The Human Rights Institute has filed a criminal complaint against the country’s minister of culture for inciting hatred against immigrants and Jewish people, as well as LGBTQ people.

The nongovernmental organization filed the complaint on July 4, a day after Culture Minister Martina Šimkovičová gave an interview to the Topky network, in which she claimed that the low birthrate among white people in Europe was due to LGBTQ people.

“We heterosexuals are creating the future, because we make babies. Europe is dying out, babies are not being born because of the excessive number of LGBTQ+ [people]. And the strange thing is [that it’s happening] with the white race,” Šimkovičová said.

Homophobic hate speech is not a crime in Slovakia, but racist and anti-Semitic hate speech is.

Human Rights Institute Director Peter Weisenbacher drew a connection between Šimkovičová’s statements and the shocking murder of two gay men outside a Bratislava gay bar in 2022.

“It is shocking that it has not even been two years since the terrorist attack on Zámocká, in which two people died, and a member of the government is saying such things. Even the statements of public figures, which cannot be called anything other than spreading hatred, incite homophobia, racism and anti-Semitism,” Weisenbacher said in a statement. 

Slovakia’s government has long been hostile to LGBTQ rights, including under current left-leaning populist Prime Minister Robert Fico, who was elected last year. 

Before joining his government, Šimkovičová had worked as a journalist, until she was fired for promoting anti-migrant content on social media. She then became a darling of far-right media, promoting anti-vax, homophobic, and pro-Russian content on social media and hosting the YouTube show TV Slovan. 

Her ministry also announced this week that it would cease all funding of LGBTQ-related content. Šimkovičová had called the policy a “return to normalcy” when the idea was announced in January.

INDIA

The Indian Supreme Court (Photo by TK Kurikawa via Bigstock)

A year after the India’s Supreme Court dashed the hopes of the country’s queer community by ruling that there is no constitutional right to same-sex marriage, the court is set to reconsider its ruling at a hearing on Wednesday. 

In October 2023, the Supreme Court ruled unanimously in Supriyo v. Union of India that same-sex marriage is for parliament to decide, not the courts. The court also ruled 3-2 against ordering the government to introduce civil unions. 

However, the court accepted the government’s offer to set up a committee that would investigate other ways to give same-sex couples more rights around inheritance, medical decisions, and other issues, and the court reiterated that anti-LGBTQ discrimination is not allowed under the constitution.

Since the ruling, two of the five justices retired — one who had voted for same-sex civil unions, and one who wrote the majority opinion against it.
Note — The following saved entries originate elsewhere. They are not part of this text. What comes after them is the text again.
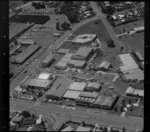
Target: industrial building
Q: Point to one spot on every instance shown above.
(134, 76)
(105, 66)
(59, 89)
(77, 64)
(128, 63)
(27, 53)
(83, 129)
(40, 83)
(26, 42)
(138, 56)
(105, 101)
(49, 60)
(93, 86)
(82, 53)
(71, 94)
(89, 94)
(83, 101)
(79, 86)
(134, 92)
(44, 75)
(84, 39)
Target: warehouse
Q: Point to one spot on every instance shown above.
(71, 94)
(83, 101)
(26, 42)
(105, 66)
(139, 29)
(49, 60)
(63, 51)
(89, 94)
(105, 101)
(40, 83)
(93, 86)
(82, 53)
(84, 39)
(27, 53)
(58, 90)
(83, 129)
(44, 75)
(61, 65)
(79, 86)
(128, 63)
(77, 64)
(134, 76)
(138, 56)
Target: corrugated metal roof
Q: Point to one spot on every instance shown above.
(79, 86)
(72, 94)
(128, 63)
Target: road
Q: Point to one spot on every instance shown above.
(78, 114)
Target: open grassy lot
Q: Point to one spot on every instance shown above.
(127, 27)
(93, 28)
(135, 42)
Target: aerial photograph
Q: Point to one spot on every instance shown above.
(76, 66)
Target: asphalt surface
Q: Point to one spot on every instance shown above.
(64, 113)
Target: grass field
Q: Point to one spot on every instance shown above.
(135, 42)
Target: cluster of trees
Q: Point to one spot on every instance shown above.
(63, 26)
(70, 10)
(39, 5)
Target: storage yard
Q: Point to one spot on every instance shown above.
(86, 69)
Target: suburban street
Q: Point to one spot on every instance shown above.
(72, 114)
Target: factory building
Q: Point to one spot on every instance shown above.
(40, 83)
(78, 86)
(82, 53)
(84, 39)
(139, 57)
(59, 89)
(77, 64)
(44, 75)
(71, 94)
(134, 92)
(105, 101)
(105, 66)
(93, 86)
(27, 53)
(128, 63)
(49, 60)
(89, 94)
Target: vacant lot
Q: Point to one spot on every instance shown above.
(134, 42)
(127, 27)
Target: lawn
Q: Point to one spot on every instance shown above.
(127, 27)
(135, 42)
(92, 28)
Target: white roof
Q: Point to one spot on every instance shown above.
(128, 62)
(130, 90)
(139, 92)
(72, 94)
(79, 86)
(44, 75)
(84, 38)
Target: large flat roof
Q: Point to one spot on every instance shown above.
(128, 62)
(20, 58)
(79, 86)
(42, 83)
(59, 88)
(72, 94)
(82, 52)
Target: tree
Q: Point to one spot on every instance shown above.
(58, 26)
(65, 26)
(110, 43)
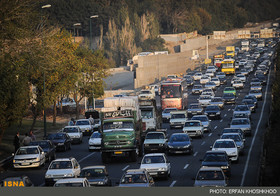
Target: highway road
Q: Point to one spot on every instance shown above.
(183, 167)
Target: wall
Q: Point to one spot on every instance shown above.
(153, 68)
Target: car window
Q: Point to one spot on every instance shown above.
(61, 165)
(210, 175)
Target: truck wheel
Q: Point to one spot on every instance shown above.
(133, 156)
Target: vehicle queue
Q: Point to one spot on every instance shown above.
(186, 124)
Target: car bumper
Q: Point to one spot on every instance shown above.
(26, 165)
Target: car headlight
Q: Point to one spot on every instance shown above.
(68, 175)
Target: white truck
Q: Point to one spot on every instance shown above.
(151, 115)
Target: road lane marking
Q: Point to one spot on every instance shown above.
(256, 132)
(125, 167)
(172, 184)
(86, 157)
(186, 166)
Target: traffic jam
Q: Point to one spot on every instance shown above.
(196, 129)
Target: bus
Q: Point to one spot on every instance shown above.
(228, 66)
(218, 60)
(174, 94)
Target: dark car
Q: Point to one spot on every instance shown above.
(253, 97)
(48, 147)
(195, 109)
(229, 98)
(262, 78)
(17, 181)
(61, 140)
(233, 130)
(96, 175)
(213, 111)
(179, 143)
(250, 103)
(217, 159)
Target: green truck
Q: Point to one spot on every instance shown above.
(121, 128)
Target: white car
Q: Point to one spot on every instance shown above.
(227, 145)
(62, 168)
(146, 94)
(197, 76)
(204, 79)
(178, 119)
(216, 81)
(94, 142)
(156, 164)
(29, 156)
(204, 100)
(241, 77)
(238, 84)
(194, 128)
(72, 182)
(85, 125)
(75, 133)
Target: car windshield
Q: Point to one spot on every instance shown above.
(57, 136)
(192, 124)
(155, 136)
(69, 184)
(214, 157)
(175, 116)
(242, 108)
(147, 113)
(153, 159)
(240, 122)
(96, 135)
(93, 173)
(42, 144)
(234, 137)
(210, 175)
(212, 108)
(168, 110)
(118, 125)
(196, 106)
(25, 151)
(82, 122)
(179, 138)
(224, 144)
(134, 178)
(71, 130)
(61, 165)
(201, 118)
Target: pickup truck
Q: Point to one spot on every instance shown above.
(155, 141)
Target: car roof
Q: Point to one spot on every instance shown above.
(95, 167)
(66, 180)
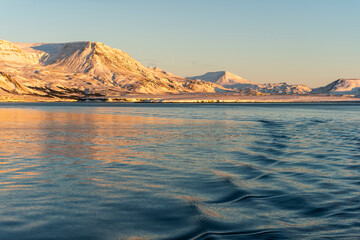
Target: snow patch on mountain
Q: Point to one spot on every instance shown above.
(226, 79)
(341, 87)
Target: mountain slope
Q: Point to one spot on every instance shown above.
(225, 79)
(232, 81)
(85, 68)
(341, 86)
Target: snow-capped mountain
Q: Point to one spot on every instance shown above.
(226, 79)
(232, 81)
(84, 68)
(284, 88)
(341, 86)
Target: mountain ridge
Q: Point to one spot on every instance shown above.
(90, 68)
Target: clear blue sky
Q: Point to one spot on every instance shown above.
(311, 42)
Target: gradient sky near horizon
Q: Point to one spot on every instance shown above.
(310, 42)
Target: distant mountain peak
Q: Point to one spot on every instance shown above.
(341, 86)
(84, 67)
(225, 79)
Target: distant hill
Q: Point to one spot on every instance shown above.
(225, 79)
(232, 81)
(341, 86)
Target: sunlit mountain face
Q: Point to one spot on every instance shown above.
(84, 68)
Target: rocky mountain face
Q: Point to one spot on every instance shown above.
(341, 87)
(84, 68)
(226, 79)
(232, 81)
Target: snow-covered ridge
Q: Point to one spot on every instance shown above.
(88, 68)
(225, 79)
(232, 81)
(341, 86)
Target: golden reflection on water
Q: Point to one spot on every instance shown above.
(28, 136)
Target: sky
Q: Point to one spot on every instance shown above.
(311, 42)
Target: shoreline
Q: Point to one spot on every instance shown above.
(190, 98)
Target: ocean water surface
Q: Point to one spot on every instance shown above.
(179, 171)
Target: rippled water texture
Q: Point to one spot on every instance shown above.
(147, 171)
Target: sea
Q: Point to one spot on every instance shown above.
(139, 171)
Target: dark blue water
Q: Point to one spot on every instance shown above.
(179, 171)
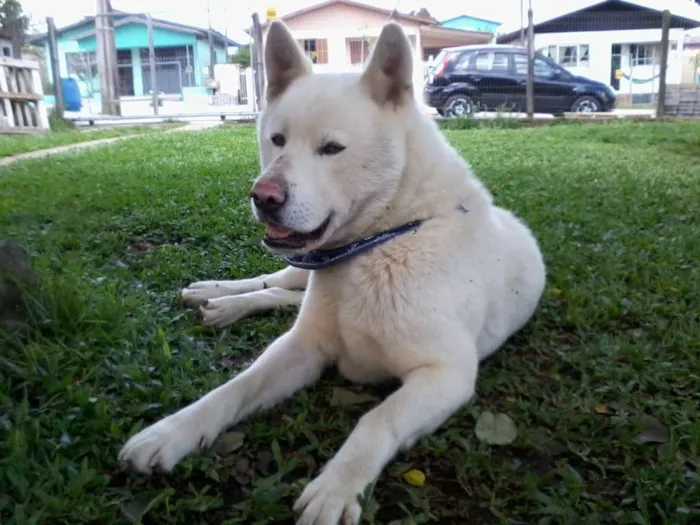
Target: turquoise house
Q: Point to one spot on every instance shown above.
(471, 23)
(181, 52)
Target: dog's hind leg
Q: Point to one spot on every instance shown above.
(224, 311)
(289, 278)
(289, 364)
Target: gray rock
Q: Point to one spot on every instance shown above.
(15, 274)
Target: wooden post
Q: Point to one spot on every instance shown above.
(665, 32)
(530, 90)
(212, 52)
(113, 68)
(152, 63)
(258, 63)
(55, 69)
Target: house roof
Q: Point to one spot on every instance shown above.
(389, 13)
(684, 14)
(470, 17)
(122, 18)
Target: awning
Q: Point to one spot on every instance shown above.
(436, 36)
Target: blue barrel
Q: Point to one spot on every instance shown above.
(72, 100)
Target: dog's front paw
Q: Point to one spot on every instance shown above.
(224, 311)
(330, 499)
(196, 293)
(162, 445)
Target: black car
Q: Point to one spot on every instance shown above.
(463, 80)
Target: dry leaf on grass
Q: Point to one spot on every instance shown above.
(495, 429)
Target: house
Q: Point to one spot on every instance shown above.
(338, 34)
(181, 53)
(471, 23)
(617, 42)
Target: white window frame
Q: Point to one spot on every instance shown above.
(556, 54)
(649, 59)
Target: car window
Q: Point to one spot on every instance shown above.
(463, 61)
(542, 68)
(492, 61)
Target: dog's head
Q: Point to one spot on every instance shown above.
(332, 146)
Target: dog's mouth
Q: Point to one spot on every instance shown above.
(281, 238)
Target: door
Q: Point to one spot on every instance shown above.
(492, 75)
(553, 89)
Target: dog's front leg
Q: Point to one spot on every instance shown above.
(427, 398)
(286, 366)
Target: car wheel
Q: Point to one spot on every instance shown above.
(459, 106)
(586, 105)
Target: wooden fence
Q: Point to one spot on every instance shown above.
(22, 108)
(682, 100)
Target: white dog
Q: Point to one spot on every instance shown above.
(410, 269)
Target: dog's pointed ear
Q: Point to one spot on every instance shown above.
(284, 60)
(390, 69)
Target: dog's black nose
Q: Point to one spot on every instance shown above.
(268, 197)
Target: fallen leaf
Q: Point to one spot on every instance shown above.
(414, 477)
(495, 429)
(653, 431)
(228, 443)
(602, 409)
(345, 397)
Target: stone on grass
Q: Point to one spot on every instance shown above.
(15, 276)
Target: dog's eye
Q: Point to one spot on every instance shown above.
(278, 140)
(331, 148)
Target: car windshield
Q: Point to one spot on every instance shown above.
(437, 60)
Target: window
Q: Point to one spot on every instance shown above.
(542, 68)
(575, 55)
(316, 50)
(493, 62)
(359, 50)
(643, 55)
(464, 60)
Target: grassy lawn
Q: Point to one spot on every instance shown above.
(15, 144)
(603, 384)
One of the petitioners in the same-sex marriage case filed a petition for a review of the decision, noting that the ruling acknowledges that LGBTQ people face unjust discrimination but fails to order any remedy for the injustice.

“The majority ruling is self-contradictory, facially erroneous and deeply unjust. The majority found that queer Indians endure severe discrimination at the hands of the State, declared that discrimination must be prohibited, and then did not take the logical next step of enjoining the discrimination,” Udit Sood said in his petition.

LGBTQ people have made major progress in legal rights in India in recent years, largely through the courts. In 2018, the Supreme Court struck down the colonial-era sodomy law that criminalized LGBTQ people, and the following year, the government passed a law banning discrimination against trans people. 

Courts have also asserted that LGBTQ people have the right to autonomy and cohabitation, and that they cannot be subjected to conversion therapy.

If the Supreme Court does rule in favor of same-sex marriage, India would be by far the largest country in the world to legalize it. 

Also this week, the Court of Cassation in The Hague, Netherlands, is expected to deliver a long-awaited ruling on same-sex marriage in the Caribbean countries of Aruba and Curaçao on Friday.